This church is the first and finest example in London of the lavishness of decoration and furnishings advocated by the Tractarians. A description from 1888 says, ‘Its interior is more richly decorated than any other church of the Anglican communion in London’. It was built between 1849 and 1859 on the site of the Margaret Chapel, once a nonconformist chapel of Lady Huntingdon’s Connexion, and the first stone was laid by Dr Edward Pusey himself.
Here, in the 1830s, Frederick Oakeley began to adopt the principles of the Oxford Movement already alluded to. All Saints, Margaret Street, was designed by William Butterfield, Anglican architect of nearly 100 Gothic Revival churches. The building has a very tall steeple, 230 feet high, atop a brick tower. The entrance to the church is through a courtyard entered from the street. Inside one finds much rich wood carving, marble Corinthian columns and stained glass. Ceiling frescoes depict the birth and crucifixion of Christ and the court of heaven, showing the saints with Our Lord in the centre. The west window, illustrating the Tree of Jesse, is of particular interest. In the Victorian age this church was attended by large upper-class congregations, predominantly ladies.

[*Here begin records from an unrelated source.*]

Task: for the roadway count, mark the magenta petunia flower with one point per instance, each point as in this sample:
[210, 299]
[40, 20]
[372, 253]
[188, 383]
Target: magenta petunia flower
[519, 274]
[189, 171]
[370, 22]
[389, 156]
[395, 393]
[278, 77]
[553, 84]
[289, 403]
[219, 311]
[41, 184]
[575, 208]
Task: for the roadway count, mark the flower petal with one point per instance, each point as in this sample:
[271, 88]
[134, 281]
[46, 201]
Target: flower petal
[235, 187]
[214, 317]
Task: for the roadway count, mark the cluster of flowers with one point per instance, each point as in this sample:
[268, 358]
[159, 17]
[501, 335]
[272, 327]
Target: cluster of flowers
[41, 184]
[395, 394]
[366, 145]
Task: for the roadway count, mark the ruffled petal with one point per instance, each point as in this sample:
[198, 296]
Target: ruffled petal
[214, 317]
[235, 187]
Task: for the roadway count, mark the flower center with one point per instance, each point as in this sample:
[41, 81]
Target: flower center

This gave rise to the following from the pen of a clerical wit:
In a church that is furnished with mullion and gable, With altar and reredos, with gargoyle and groin, The penitents’ dresses are seal-skin and sable, The odour of sanctity’s Eau de Cologne. But if only could Lucifer flying from Hades Gaze down on this crowd with its panniers and paints, He could say, as he looked at the lords and the ladies, Oh! where is ‘All Sinners’, if this is ‘All Saints’?